The Hiram Bingham is an upscale train named for the US explorer who “rediscovered” and spread knowledge of Machu Picchu in 1911. The train was nice and followed the Urubamba River along the Sacred Valley.

Train Seat and Table
Lunch

The train had what I could only call a “glass caboose” for taking in the views as we traveled.

Rear Facing
Live Band

The ride was pleasant and the views reminded me of the fjords of Norway I visited over a year ago. I suppose “water eroding rocks” should look similar, but here we are about 10,000 feet in elevation.

After more than 2 hours we arrived at the modern village of Machu Picchu, which seems to purely support the tourist trade. However, stepping off the train provided a different surprise – of the tropical flower kind. Our guide explained that we crossed ecosystems – from the high mountains into the rain forest. The continental divide in South America is very far west and this Peruvian river is a tributary of the Amazon.

Surprise Hibiscus (Foreshadowing!)
Flower
Even More

We found our chartered bus and switch-back climbed the 2000 feet to get to the archeological site. Note: you do not have to that the bus as there are stairs. I didn’t see anyone climbing up, but did see many using the stairs down to save 50% of the bus fare.

Looking Down from Bus

We needed our passports to confirm out tickets, and we were in. The park uses 10 “circuits” for crowd control – your ticket is for a specific walking circuit. At the start there were yet more steps to take to get to high ground. But we finally found our view of Machu Picchu.

Machu Picchu
Different Angle
Yet Other Angle

Our guide explained how Machu Picchu construction started about 50 years before Columbus landed and was designed to hold 500-700 people. There was enough rainfall for terraced farming, but for human use an aqueduct was created along the crest of surrounding mountain crests. There is not any agreement of the purpose of this city, probably a mix of religious and political ideas. The site did not last long. When the Spanish showed up and started stomping on everything it was abandoned and the people moved further into the mountains.

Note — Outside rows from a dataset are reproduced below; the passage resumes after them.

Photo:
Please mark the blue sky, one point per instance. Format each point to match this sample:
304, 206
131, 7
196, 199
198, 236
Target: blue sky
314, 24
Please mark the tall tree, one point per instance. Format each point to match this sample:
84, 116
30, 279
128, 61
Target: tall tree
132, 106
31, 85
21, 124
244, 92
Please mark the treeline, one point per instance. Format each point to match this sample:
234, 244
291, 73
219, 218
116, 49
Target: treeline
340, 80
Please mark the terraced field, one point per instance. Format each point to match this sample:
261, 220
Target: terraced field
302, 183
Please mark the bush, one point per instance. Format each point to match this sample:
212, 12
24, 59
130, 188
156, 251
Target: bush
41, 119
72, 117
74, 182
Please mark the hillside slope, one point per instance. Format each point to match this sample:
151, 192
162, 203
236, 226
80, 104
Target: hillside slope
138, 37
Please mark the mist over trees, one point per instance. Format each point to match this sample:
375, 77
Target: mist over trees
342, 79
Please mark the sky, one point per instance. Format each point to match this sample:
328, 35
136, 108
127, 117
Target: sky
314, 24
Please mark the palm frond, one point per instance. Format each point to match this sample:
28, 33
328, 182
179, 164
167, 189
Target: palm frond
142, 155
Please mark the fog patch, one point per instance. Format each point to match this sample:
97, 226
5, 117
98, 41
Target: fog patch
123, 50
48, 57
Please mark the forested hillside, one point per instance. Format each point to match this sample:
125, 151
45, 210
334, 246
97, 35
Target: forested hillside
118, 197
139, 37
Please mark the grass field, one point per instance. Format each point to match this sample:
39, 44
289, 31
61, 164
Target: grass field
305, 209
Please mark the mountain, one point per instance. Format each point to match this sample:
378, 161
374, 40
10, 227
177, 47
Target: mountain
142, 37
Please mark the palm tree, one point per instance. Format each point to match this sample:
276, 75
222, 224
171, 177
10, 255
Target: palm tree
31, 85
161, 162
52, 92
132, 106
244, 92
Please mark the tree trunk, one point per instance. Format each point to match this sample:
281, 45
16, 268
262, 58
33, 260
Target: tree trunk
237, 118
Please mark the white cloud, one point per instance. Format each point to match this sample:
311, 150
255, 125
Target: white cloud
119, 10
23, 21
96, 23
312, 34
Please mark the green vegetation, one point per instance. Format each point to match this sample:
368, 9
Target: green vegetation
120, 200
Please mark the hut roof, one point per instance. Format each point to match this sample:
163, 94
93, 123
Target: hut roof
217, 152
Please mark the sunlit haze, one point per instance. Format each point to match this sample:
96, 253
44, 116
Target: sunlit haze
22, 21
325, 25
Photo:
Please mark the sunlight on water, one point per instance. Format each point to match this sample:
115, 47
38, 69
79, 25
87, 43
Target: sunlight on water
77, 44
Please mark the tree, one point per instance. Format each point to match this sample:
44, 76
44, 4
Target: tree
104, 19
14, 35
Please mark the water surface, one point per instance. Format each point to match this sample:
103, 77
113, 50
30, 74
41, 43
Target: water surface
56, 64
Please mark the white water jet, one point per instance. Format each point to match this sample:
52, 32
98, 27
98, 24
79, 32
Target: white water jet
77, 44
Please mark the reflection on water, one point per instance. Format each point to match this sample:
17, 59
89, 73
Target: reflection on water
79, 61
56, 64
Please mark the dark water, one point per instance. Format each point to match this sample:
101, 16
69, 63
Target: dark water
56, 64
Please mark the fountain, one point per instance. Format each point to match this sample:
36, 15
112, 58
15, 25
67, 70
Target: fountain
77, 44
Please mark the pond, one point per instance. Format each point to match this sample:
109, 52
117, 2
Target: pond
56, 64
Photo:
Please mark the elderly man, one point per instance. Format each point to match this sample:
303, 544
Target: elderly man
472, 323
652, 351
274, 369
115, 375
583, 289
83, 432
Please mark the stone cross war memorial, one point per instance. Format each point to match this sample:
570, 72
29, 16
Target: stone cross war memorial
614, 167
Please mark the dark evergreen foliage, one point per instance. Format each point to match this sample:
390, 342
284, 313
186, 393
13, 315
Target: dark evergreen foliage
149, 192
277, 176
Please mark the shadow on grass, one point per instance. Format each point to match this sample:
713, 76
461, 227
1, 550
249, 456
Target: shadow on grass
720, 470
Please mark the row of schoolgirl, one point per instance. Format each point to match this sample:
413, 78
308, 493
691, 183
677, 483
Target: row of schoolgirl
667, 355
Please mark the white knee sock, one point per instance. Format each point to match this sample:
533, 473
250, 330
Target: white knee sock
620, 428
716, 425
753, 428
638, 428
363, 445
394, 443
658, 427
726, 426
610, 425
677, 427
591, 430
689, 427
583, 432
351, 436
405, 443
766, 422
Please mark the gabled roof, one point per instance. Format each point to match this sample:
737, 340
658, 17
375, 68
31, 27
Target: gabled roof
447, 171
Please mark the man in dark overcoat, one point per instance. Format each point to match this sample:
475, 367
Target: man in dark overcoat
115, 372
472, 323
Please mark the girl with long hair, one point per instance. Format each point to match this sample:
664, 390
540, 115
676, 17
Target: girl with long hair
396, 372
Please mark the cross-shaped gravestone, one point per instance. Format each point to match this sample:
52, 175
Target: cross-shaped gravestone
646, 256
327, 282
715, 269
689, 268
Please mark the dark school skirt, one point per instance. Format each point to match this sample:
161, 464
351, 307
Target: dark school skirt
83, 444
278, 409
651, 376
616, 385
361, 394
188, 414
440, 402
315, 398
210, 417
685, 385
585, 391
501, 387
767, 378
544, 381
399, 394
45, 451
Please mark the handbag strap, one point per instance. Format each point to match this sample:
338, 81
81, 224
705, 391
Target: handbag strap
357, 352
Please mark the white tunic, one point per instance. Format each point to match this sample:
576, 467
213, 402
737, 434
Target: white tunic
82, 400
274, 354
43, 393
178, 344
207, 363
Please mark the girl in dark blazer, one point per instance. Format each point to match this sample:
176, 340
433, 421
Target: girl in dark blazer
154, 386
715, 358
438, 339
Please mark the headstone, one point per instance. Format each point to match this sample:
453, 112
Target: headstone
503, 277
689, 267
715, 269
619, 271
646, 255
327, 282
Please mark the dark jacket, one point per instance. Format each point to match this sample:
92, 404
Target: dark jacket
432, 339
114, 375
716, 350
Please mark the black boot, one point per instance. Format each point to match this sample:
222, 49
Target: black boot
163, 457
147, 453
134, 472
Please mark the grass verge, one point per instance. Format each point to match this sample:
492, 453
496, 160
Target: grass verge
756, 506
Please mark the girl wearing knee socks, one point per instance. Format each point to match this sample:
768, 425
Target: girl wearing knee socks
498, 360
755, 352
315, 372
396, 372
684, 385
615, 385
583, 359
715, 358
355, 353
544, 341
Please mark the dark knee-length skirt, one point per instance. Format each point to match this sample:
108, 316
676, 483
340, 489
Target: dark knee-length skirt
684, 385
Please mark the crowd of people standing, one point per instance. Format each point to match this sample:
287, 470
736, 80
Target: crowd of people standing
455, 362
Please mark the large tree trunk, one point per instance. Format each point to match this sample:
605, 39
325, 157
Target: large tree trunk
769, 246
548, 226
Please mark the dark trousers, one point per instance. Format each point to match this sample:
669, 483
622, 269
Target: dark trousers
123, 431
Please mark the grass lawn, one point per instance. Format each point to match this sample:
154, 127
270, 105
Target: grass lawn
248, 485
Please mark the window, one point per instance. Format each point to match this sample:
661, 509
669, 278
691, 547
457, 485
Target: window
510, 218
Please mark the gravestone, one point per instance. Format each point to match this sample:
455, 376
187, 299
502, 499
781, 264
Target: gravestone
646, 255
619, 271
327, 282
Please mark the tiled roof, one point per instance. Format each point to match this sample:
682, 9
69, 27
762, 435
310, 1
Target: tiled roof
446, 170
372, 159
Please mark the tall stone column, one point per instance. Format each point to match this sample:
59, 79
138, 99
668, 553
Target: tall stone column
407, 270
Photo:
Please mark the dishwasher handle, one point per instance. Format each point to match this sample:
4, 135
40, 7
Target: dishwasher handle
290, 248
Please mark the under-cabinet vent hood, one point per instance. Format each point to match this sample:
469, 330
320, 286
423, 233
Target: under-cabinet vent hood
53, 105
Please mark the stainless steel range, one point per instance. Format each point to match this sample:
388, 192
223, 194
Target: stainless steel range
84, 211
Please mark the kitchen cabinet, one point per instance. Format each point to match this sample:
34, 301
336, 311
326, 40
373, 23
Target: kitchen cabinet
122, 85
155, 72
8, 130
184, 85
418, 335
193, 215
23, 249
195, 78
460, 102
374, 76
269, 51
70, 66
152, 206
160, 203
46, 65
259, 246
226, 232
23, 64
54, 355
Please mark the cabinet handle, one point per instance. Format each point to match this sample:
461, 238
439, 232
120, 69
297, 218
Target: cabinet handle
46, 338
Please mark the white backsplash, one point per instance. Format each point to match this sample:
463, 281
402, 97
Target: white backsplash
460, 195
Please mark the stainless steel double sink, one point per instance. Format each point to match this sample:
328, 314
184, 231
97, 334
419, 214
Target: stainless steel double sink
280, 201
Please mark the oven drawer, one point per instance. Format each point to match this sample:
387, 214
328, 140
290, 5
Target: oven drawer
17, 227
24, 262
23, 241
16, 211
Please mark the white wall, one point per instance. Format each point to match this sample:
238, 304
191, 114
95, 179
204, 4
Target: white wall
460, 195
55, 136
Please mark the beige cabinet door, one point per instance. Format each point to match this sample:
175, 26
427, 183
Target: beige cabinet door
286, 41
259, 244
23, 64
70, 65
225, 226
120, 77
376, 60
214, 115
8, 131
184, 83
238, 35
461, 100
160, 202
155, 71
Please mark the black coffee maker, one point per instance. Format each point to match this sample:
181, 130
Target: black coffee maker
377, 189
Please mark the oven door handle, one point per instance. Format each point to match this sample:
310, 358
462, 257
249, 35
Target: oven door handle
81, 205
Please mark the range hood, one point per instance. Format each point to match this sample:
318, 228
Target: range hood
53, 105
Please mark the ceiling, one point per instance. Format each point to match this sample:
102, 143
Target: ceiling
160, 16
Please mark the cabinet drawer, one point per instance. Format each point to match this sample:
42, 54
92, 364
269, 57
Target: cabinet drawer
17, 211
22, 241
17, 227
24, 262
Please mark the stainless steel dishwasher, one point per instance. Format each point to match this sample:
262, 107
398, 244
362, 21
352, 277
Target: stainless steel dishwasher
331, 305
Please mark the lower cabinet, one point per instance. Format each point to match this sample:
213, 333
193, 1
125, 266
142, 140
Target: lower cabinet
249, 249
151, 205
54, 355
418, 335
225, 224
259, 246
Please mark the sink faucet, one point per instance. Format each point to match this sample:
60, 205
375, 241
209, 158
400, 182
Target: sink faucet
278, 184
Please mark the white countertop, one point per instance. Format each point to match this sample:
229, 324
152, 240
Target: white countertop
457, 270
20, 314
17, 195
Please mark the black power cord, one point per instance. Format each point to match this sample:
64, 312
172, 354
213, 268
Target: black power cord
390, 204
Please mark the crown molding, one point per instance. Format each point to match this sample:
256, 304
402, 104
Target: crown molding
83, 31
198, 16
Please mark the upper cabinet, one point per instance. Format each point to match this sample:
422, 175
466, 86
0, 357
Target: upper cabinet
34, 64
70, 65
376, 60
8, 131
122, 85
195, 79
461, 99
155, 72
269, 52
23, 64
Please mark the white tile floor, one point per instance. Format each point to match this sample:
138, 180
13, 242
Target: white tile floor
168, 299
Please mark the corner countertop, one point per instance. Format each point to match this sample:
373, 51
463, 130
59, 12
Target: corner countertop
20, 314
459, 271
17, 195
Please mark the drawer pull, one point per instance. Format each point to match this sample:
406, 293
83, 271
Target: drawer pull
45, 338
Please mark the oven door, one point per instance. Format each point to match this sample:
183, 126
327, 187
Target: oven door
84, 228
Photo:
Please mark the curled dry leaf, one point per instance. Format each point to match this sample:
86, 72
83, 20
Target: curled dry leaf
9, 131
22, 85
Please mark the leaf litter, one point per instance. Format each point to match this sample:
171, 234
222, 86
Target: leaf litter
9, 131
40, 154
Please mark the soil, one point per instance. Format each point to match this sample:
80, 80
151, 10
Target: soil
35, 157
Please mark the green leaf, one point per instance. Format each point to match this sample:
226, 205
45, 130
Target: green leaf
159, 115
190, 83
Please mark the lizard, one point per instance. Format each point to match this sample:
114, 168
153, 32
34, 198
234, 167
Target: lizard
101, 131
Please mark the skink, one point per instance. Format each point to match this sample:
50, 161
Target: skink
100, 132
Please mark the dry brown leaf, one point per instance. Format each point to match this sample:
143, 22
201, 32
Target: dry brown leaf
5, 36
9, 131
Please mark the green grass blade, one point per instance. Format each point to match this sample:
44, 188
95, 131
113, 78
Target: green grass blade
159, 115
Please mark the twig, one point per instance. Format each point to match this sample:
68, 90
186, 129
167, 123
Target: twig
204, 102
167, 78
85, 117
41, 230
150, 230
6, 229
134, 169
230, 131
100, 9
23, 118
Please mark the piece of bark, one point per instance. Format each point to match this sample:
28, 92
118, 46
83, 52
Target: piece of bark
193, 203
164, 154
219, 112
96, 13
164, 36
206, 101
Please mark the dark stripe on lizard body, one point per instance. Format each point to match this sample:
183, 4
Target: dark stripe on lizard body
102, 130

About 60 percent of the stones and buildings are original with the remaining 40 percent being repaired. About 30 years ago National Geographic came by to film a documentary and felt the site looked to sterile. They imported a couple dozen llamas, which are still here – they keep the grass under control. The ranger said if you ignore plant maintenance more than a few weeks the jungle starts taking over again.

As we left the park we stopped at a cafe and had hibiscus juice. Which I did not know even existed. Two hours on the train was followed by another hour on the bus to get to our new hotel within Cusco. We arrived after 10pm and left around 7am to make it to the airport to return to Lima and then board the ship.


So, that was my field trip to the roof of the world. It was a lot of time traveling, but the mountain views were amazing.

Mountain Views

Machu Picchu is a world heritage site and I’m glad I went. However, I feel no need to return withing escorting friends and/or family. Kind of like my feelings about Antarctica. That compares to Japan or the Galapagos Islands – I’d go back there easily.

We have many sea days on the cruise ship as we cross the Pacific. Lots of small islands between us and New Zealand.